The indictment follows recent guilty pleas from four other executives involved in the same conspiracy who agreed to pay tens of thousands of dollars and serve jail time.
The new charges allege that Cheng Yuan Lin, Chunghwa's former chairman and CEO; Wen Jun Cheng, who was assistant vice president of sales and marketing for Chunghwa; and Duk Mo Koo, formerly executive vice president and chief sales officer for LG, tried to harm competition by fixing the price of TFT-LCDs. The panels are used in computer monitors, laptops, TVs and mobile phones.
The DOJ says that the three men met in Taiwan, Korea and the U.S. between 2001 and 2006 to agree on prices to sell their LCD panels. They also worked to conceal the conspiracy and hide their meetings, the DOJ said.

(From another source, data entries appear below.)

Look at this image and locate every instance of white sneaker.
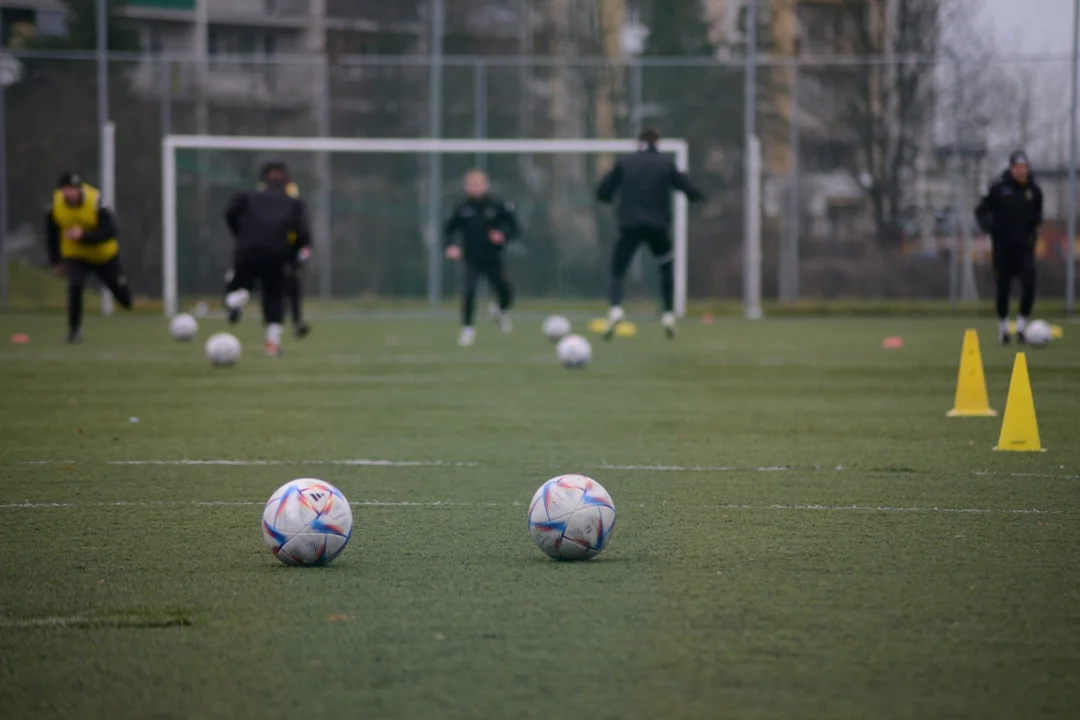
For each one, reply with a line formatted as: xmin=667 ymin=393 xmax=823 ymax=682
xmin=604 ymin=305 xmax=626 ymax=340
xmin=225 ymin=288 xmax=252 ymax=310
xmin=660 ymin=313 xmax=675 ymax=339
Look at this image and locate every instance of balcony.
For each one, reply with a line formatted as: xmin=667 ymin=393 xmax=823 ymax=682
xmin=122 ymin=0 xmax=309 ymax=29
xmin=130 ymin=57 xmax=322 ymax=109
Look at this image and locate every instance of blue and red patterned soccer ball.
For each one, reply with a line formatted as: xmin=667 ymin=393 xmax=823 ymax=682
xmin=528 ymin=475 xmax=615 ymax=560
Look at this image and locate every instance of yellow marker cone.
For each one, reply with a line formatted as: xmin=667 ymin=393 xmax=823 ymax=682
xmin=994 ymin=353 xmax=1042 ymax=452
xmin=947 ymin=329 xmax=997 ymax=418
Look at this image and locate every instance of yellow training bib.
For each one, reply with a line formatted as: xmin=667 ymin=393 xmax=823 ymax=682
xmin=53 ymin=184 xmax=120 ymax=264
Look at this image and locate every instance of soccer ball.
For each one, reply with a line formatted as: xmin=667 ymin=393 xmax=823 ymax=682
xmin=555 ymin=335 xmax=593 ymax=367
xmin=168 ymin=313 xmax=199 ymax=342
xmin=528 ymin=475 xmax=615 ymax=560
xmin=1024 ymin=320 xmax=1053 ymax=348
xmin=262 ymin=477 xmax=352 ymax=568
xmin=543 ymin=315 xmax=570 ymax=342
xmin=206 ymin=332 xmax=240 ymax=367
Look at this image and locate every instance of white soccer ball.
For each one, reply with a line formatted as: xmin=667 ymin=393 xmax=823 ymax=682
xmin=528 ymin=475 xmax=615 ymax=560
xmin=262 ymin=477 xmax=352 ymax=568
xmin=555 ymin=335 xmax=593 ymax=367
xmin=543 ymin=315 xmax=570 ymax=342
xmin=168 ymin=313 xmax=199 ymax=342
xmin=1024 ymin=320 xmax=1053 ymax=348
xmin=206 ymin=332 xmax=240 ymax=367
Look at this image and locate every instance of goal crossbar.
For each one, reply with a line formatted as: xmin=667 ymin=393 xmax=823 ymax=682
xmin=161 ymin=135 xmax=690 ymax=316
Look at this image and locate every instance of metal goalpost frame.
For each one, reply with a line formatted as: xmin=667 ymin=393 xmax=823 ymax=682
xmin=161 ymin=135 xmax=690 ymax=317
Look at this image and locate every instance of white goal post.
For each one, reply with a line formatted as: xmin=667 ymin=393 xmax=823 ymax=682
xmin=161 ymin=135 xmax=690 ymax=316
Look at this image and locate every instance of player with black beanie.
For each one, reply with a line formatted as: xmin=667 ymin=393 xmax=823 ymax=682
xmin=45 ymin=173 xmax=132 ymax=343
xmin=444 ymin=169 xmax=521 ymax=348
xmin=975 ymin=151 xmax=1042 ymax=344
xmin=596 ymin=128 xmax=704 ymax=340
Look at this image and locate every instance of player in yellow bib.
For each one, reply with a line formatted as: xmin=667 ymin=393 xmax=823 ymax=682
xmin=45 ymin=173 xmax=132 ymax=343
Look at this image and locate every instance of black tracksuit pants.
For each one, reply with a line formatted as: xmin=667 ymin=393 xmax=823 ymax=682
xmin=461 ymin=255 xmax=514 ymax=327
xmin=64 ymin=257 xmax=132 ymax=331
xmin=994 ymin=243 xmax=1035 ymax=320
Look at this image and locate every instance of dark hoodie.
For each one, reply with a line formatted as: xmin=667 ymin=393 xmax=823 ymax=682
xmin=975 ymin=171 xmax=1042 ymax=248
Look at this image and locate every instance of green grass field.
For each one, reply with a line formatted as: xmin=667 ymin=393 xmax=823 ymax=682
xmin=0 ymin=315 xmax=1080 ymax=720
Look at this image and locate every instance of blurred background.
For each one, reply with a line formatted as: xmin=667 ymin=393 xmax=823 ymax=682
xmin=0 ymin=0 xmax=1076 ymax=313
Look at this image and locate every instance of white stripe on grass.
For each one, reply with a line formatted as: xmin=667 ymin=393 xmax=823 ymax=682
xmin=19 ymin=458 xmax=1080 ymax=480
xmin=0 ymin=500 xmax=1063 ymax=515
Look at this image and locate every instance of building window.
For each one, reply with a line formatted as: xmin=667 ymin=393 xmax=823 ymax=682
xmin=38 ymin=10 xmax=67 ymax=38
xmin=799 ymin=139 xmax=855 ymax=173
xmin=207 ymin=26 xmax=278 ymax=56
xmin=795 ymin=2 xmax=869 ymax=55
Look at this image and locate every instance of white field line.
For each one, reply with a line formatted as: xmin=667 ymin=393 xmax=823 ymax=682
xmin=972 ymin=470 xmax=1080 ymax=480
xmin=105 ymin=458 xmax=478 ymax=467
xmin=0 ymin=500 xmax=1063 ymax=515
xmin=18 ymin=458 xmax=1080 ymax=480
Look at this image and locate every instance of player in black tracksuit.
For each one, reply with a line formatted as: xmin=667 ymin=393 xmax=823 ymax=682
xmin=445 ymin=171 xmax=521 ymax=347
xmin=596 ymin=130 xmax=704 ymax=340
xmin=225 ymin=162 xmax=311 ymax=355
xmin=975 ymin=152 xmax=1042 ymax=344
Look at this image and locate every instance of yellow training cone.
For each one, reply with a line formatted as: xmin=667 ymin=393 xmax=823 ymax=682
xmin=994 ymin=353 xmax=1042 ymax=452
xmin=948 ymin=330 xmax=997 ymax=418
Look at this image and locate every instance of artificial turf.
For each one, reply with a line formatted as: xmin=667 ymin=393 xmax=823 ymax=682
xmin=0 ymin=315 xmax=1080 ymax=720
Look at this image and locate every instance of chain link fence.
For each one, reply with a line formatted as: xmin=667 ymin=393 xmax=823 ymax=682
xmin=4 ymin=53 xmax=1070 ymax=310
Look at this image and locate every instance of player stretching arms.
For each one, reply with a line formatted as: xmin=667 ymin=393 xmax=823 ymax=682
xmin=596 ymin=130 xmax=704 ymax=340
xmin=225 ymin=182 xmax=311 ymax=339
xmin=975 ymin=151 xmax=1042 ymax=345
xmin=225 ymin=162 xmax=311 ymax=356
xmin=45 ymin=173 xmax=132 ymax=343
xmin=445 ymin=169 xmax=518 ymax=348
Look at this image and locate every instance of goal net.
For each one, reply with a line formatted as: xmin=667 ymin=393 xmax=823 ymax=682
xmin=162 ymin=135 xmax=688 ymax=315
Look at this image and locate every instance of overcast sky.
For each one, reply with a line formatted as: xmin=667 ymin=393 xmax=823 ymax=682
xmin=982 ymin=0 xmax=1074 ymax=55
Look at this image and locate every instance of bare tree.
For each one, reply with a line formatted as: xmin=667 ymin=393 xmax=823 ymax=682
xmin=800 ymin=0 xmax=948 ymax=244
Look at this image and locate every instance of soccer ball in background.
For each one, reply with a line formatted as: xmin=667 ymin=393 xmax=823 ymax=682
xmin=262 ymin=477 xmax=352 ymax=568
xmin=168 ymin=313 xmax=199 ymax=342
xmin=206 ymin=332 xmax=240 ymax=367
xmin=1024 ymin=320 xmax=1053 ymax=348
xmin=555 ymin=335 xmax=593 ymax=367
xmin=543 ymin=315 xmax=570 ymax=342
xmin=528 ymin=475 xmax=615 ymax=560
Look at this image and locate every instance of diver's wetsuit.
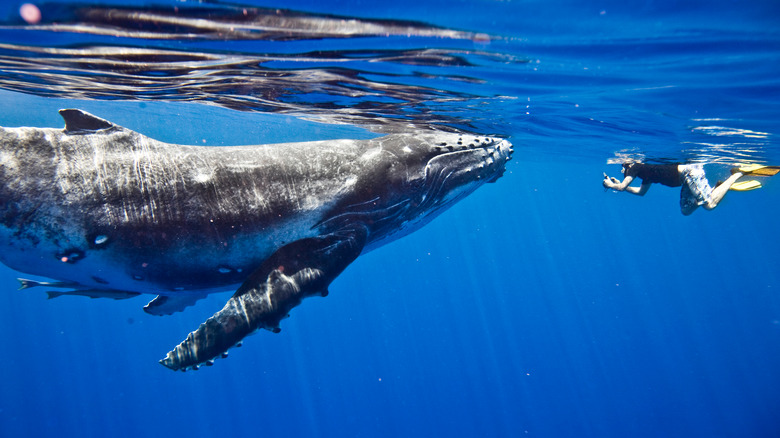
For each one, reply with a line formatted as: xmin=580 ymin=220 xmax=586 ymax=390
xmin=626 ymin=163 xmax=683 ymax=187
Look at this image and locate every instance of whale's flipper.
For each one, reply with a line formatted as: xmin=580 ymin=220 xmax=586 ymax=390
xmin=160 ymin=227 xmax=367 ymax=371
xmin=144 ymin=294 xmax=206 ymax=315
xmin=60 ymin=109 xmax=116 ymax=134
xmin=46 ymin=289 xmax=141 ymax=300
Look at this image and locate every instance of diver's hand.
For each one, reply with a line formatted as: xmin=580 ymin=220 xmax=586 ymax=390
xmin=601 ymin=173 xmax=616 ymax=189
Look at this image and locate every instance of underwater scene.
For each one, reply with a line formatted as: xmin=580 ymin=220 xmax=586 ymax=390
xmin=0 ymin=0 xmax=780 ymax=437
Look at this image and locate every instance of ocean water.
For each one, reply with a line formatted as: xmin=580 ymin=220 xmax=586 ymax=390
xmin=0 ymin=0 xmax=780 ymax=437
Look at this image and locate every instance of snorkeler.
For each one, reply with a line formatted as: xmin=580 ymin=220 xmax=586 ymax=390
xmin=602 ymin=162 xmax=780 ymax=216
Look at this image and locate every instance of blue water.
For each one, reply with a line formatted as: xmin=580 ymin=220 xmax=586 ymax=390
xmin=0 ymin=0 xmax=780 ymax=437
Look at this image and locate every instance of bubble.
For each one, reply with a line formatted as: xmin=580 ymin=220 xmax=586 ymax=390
xmin=19 ymin=3 xmax=41 ymax=24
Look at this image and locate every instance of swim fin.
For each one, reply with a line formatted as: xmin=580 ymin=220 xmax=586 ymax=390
xmin=729 ymin=179 xmax=761 ymax=192
xmin=739 ymin=164 xmax=780 ymax=176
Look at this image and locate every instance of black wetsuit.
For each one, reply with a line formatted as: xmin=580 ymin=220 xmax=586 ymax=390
xmin=626 ymin=163 xmax=683 ymax=187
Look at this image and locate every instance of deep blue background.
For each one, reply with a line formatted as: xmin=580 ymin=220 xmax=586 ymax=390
xmin=0 ymin=1 xmax=780 ymax=437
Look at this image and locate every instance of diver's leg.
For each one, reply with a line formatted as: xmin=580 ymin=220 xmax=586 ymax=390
xmin=704 ymin=172 xmax=742 ymax=210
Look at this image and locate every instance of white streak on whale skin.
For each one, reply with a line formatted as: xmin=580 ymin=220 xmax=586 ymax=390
xmin=0 ymin=110 xmax=512 ymax=369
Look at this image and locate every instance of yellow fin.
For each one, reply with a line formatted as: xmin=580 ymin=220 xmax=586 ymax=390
xmin=729 ymin=179 xmax=761 ymax=192
xmin=739 ymin=164 xmax=780 ymax=176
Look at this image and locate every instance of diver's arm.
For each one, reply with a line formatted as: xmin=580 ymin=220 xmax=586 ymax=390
xmin=625 ymin=182 xmax=652 ymax=196
xmin=602 ymin=173 xmax=650 ymax=196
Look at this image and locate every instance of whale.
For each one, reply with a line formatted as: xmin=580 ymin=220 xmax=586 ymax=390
xmin=0 ymin=109 xmax=513 ymax=371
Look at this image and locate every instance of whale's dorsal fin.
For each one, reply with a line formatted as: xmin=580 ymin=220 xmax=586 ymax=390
xmin=60 ymin=108 xmax=114 ymax=132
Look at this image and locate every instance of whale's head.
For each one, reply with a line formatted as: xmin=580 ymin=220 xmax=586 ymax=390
xmin=352 ymin=132 xmax=513 ymax=249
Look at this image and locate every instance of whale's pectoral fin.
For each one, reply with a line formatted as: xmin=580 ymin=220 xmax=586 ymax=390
xmin=160 ymin=227 xmax=367 ymax=370
xmin=144 ymin=294 xmax=206 ymax=315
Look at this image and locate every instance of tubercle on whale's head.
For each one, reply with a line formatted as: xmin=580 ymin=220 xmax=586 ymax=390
xmin=408 ymin=134 xmax=514 ymax=204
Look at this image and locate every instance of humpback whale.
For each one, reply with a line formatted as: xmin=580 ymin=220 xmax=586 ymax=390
xmin=0 ymin=109 xmax=512 ymax=370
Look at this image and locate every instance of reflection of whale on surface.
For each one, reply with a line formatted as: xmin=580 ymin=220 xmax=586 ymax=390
xmin=0 ymin=110 xmax=512 ymax=370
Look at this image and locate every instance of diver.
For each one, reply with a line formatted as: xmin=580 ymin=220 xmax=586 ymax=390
xmin=602 ymin=162 xmax=780 ymax=216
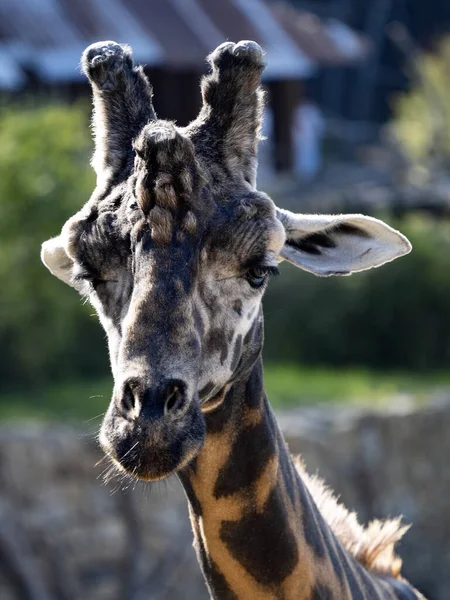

Lin and Cheng live in Taiwan and Koo lives in Korea.
Cheng and Koo face penalties of three years in jail and fines of US$350,000, and Lin faces a maximum penalty of 10 years in prison and a fine of $1 million. However, those fines could be increased to twice the gains derived from the crime or twice the loss suffered by victims, according to the DOJ.
In January, three executives from Chunghwa and one from LG pled guilty for their roles in the same price-fixing scheme. They've agreed to serve between six and nine months in prison and pay as much as $50,000 in fines.
Their companies are on the hook for more. After a December ruling, LG agreed to pay a $400 million fine and Chunghwa agreed to pay $65 million for their roles. Sharp has also pled guilty and was ordered to pay $120 million in fines.